The research on context engineering for coding agents from the same Martin Fowler series describes the agent’s context as the primary lever for improving output quality. Fitness functions fit into this framing as constraint-layer context engineering: rather than telling the agent in natural language “do not let networking code import from views,” you give it an executable test that will fail if it does. The rule is enforced the same way behavior is enforced, through the test suite, rather than through the agent’s interpretation of a written instruction. The METR study from March 2026, which found that a substantial fraction of SWE-bench-passing patches would be rejected in real code review, is the empirical grounding for this concern: test passage does not predict structural acceptability.

What Different Languages Already Offer

Some ecosystems encode structural constraints more deeply than others. Go’s flat package structure and its tooling’s treatment of unexported identifiers as a hard boundary give you some enforcement of module encapsulation by default. The compiler enforces what would otherwise be a convention. Rust’s module visibility rules, combined with the type system’s nominal typing, make certain architectural violations fail at compile time rather than at test time. Elm’s enforced architecture separates model, update, and view into a structure that cannot be violated; the runtime expects it.
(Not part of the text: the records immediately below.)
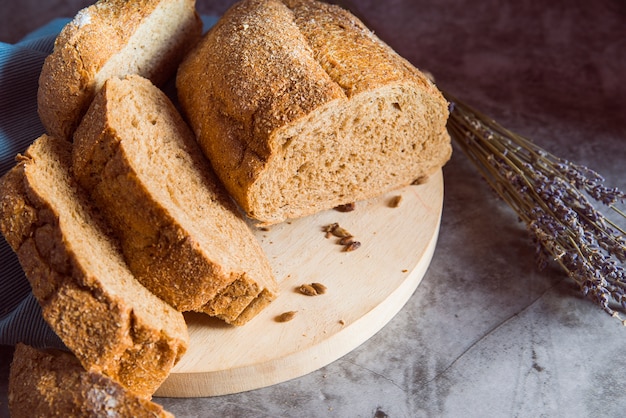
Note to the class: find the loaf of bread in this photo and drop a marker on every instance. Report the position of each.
(113, 324)
(300, 108)
(52, 383)
(181, 234)
(112, 38)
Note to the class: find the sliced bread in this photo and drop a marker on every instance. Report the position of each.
(301, 108)
(52, 383)
(113, 324)
(181, 234)
(112, 38)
Swift sits between these extremes. The language has access control (internal, private, fileprivate, public) that can enforce module boundaries when the modules are actually separate compilation units. For a single-target application like CCMenu, the compiler’s enforcement is lighter, which is why SwiftLint custom rules and explicit architectural tests matter more.

This suggests a reframing: the degree to which a language enforces its structural contracts determines how much explicit fitness function work an AI-assisted team needs to do. Working in a language with strong structural enforcement, you get some guarantees for free. Working in a single-module Swift application, you need to encode the rules yourself.

The Honest Tradeoff

Writing architectural fitness functions takes time. Encoding rules that previously existed only as shared developer knowledge requires that you articulate them clearly enough to express as executable tests. That articulation is itself a design activity: you will discover that some rules are hard to state precisely because the team’s understanding of them was fuzzy.
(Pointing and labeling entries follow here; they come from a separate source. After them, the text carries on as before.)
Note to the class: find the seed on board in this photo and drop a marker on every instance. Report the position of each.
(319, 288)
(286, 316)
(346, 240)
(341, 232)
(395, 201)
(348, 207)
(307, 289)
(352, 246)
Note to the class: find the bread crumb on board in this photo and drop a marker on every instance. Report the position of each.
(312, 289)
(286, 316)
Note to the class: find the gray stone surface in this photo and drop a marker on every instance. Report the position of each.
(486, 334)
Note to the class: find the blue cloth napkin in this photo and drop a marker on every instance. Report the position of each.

This overhead exists independent of AI assistance. The fitness function work is worth doing on any codebase where architectural coherence matters. AI adoption makes it more urgent because it multiplies the rate at which architectural rules are tested against the codebase. A team that reviews three pull requests per day has three opportunities for architectural drift. A team where several developers each work with a coding agent might see fifteen pull requests per day. The rules that lived in three heads are now tested against fifteen feature implementations by agents that do not share the mental model.
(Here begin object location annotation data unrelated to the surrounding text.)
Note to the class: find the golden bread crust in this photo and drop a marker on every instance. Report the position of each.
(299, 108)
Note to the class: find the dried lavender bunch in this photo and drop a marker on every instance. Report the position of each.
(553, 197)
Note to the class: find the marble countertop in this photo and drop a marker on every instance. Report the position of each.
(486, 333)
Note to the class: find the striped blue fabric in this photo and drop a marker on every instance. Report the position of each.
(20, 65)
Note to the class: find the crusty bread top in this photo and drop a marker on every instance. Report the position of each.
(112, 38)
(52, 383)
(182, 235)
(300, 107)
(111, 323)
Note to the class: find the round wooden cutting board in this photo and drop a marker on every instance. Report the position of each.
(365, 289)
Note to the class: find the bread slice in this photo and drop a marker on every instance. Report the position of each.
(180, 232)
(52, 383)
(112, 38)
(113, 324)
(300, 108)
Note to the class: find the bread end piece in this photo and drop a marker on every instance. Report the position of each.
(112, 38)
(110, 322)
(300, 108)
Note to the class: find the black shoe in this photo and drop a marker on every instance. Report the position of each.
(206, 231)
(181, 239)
Doernenburg’s experiment demonstrates what can be noticed by someone who has maintained a codebase for years. Architectural fitness functions are a partial answer to what happens when that person is not in the review, or when review is happening at a speed that does not permit careful structural assessment. The rules become legible to the CI system and, through the test suite, to the agent itself. That is not a substitute for expert judgment, but it is more reliable than informal convention, and encoding the architecture explicitly has always been worth doing. The adoption of AI coding tools makes the case more urgent, because it raises the rate at which conventions are tested against the codebase by actors who have no access to the shared mental model those conventions depend on.